BA, owned by International Airlines Group, said the bonds, or enhanced equipment trust certificates (EETCs), were backed by 14 Boeing and Airbus planes due for delivery over the next year.

EETCs are a common form of financing for North American airlines, with US Airways raising hundreds of millions of dollars through them in recent years.

Enrique Dupuy, IAG’s finance chief, said the issue marked a “strategic milestone” for the group, which has long been looking to diversify its sources of funding.

Last year’s cancelled bond – backed by take-off and landing slots at London’s Heathrow airport, routes between London City Airport and JFK in New York and two leased Airbus planes – was to have raised £250m.

This year, however, IAG successfully raised €390m (£331m) through a convertible bond to help to fund the purchase of Spanish low-cost carrier Vueling.
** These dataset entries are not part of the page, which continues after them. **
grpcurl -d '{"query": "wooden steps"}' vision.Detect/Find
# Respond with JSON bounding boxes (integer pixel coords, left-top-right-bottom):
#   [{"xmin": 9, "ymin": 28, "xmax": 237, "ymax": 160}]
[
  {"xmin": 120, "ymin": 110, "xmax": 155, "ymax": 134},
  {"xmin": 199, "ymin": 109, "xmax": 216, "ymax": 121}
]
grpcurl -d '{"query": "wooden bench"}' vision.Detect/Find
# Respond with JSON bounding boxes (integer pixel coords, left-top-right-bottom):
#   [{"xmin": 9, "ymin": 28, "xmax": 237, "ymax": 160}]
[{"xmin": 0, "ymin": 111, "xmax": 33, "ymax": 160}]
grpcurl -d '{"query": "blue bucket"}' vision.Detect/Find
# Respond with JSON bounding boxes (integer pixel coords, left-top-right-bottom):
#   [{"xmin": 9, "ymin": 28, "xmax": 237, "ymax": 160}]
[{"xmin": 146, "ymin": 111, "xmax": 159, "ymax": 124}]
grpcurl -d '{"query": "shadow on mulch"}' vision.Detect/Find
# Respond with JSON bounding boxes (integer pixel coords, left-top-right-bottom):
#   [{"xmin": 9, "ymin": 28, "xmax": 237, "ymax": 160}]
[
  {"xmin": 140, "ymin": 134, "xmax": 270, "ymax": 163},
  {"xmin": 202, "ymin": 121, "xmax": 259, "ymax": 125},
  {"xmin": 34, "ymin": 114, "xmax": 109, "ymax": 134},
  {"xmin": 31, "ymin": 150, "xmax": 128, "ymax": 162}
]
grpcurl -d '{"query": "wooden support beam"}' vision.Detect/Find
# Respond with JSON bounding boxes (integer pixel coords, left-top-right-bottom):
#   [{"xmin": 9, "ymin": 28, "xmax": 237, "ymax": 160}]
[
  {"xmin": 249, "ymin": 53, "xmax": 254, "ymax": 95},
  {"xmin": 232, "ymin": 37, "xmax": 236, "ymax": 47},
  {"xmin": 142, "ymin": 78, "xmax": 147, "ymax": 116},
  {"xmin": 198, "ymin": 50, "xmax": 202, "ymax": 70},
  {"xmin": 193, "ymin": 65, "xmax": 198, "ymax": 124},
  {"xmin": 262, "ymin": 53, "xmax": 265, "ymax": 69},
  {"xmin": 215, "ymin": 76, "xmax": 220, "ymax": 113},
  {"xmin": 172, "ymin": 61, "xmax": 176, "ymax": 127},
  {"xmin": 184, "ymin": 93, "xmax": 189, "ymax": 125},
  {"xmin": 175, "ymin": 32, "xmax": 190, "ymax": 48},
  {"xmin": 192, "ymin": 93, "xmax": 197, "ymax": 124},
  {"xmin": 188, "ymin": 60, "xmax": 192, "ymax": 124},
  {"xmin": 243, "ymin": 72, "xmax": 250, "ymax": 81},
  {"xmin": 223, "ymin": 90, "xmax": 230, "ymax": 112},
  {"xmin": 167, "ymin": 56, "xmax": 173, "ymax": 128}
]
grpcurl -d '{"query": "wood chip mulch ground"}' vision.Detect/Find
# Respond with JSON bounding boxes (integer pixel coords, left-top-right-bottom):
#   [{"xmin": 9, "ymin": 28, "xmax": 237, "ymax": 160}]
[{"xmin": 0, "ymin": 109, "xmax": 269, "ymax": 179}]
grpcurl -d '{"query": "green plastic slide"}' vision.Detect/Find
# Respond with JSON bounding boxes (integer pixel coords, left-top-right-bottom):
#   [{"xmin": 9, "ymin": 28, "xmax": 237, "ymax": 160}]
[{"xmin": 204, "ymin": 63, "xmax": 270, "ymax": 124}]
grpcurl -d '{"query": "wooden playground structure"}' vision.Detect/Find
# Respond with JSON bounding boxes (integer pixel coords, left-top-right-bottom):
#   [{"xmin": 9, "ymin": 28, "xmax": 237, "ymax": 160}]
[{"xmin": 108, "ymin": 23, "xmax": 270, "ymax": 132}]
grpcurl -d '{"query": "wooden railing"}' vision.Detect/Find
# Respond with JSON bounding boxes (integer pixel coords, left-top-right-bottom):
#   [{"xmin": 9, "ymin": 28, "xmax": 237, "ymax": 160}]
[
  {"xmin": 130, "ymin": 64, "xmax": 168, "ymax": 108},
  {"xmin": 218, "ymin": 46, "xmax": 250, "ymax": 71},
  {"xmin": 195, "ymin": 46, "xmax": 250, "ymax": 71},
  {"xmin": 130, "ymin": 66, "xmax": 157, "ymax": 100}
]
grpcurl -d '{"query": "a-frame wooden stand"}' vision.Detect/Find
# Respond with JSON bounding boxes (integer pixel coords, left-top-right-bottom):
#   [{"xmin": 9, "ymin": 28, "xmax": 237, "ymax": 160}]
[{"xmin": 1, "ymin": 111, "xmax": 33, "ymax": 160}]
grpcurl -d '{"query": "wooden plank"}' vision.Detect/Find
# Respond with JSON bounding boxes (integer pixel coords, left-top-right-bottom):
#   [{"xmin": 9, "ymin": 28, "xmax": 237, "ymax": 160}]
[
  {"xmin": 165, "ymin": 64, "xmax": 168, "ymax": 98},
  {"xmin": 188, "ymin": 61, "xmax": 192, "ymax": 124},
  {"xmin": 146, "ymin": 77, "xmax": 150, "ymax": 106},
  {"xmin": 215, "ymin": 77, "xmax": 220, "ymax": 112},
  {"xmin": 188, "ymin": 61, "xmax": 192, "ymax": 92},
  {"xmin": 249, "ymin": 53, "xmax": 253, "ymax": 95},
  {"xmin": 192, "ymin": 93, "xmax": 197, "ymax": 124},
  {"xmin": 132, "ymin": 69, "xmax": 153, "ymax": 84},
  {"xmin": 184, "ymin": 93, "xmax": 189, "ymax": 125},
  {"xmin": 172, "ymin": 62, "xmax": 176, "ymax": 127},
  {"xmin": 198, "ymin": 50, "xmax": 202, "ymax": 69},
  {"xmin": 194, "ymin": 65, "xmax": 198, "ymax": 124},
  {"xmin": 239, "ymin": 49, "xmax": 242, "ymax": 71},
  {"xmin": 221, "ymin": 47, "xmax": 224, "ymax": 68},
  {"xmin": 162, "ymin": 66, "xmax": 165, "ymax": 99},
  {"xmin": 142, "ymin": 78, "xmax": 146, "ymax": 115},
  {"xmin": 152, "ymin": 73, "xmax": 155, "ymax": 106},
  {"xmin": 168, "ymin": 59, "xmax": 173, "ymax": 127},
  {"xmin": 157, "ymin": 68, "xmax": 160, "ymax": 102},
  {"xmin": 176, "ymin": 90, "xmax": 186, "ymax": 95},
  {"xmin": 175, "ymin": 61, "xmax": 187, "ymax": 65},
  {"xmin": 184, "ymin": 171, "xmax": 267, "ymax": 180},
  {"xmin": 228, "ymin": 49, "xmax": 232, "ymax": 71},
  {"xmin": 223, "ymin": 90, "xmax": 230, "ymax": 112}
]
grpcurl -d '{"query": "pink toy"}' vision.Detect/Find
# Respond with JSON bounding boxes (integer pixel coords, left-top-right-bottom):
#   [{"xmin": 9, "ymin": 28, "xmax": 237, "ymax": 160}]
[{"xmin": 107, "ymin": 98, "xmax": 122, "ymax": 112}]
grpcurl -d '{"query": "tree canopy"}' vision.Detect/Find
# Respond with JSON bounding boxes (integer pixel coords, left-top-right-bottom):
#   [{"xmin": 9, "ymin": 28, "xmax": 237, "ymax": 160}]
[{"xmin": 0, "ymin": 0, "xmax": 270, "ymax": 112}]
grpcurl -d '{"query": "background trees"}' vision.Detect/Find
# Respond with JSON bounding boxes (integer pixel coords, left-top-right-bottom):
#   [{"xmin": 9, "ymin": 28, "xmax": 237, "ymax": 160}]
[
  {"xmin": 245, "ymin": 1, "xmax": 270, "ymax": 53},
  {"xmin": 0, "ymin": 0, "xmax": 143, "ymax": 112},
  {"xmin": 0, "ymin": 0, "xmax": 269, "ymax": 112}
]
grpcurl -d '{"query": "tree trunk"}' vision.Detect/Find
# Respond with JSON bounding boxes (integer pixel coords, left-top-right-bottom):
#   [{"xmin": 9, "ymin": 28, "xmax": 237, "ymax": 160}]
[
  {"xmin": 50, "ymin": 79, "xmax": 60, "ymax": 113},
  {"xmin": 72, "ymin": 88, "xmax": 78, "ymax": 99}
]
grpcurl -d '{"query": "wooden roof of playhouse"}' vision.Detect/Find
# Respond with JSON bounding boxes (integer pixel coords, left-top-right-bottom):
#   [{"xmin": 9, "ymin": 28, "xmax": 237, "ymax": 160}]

“BA is in the midst of its fleet renewal and while this bond issue will help finance that, what IAG really wants is to diversify its forms of financing,” said BPI analyst Guilherme Macedo Sampaio. The EETC will cost BA some £29.2m, he said.

BA said the EETC’s class A bonds have an annual coupon, payable quarterly, of 4.625 per cent, while the class B bonds have an annual coupon, payable quarterly, of 5.625 per cent.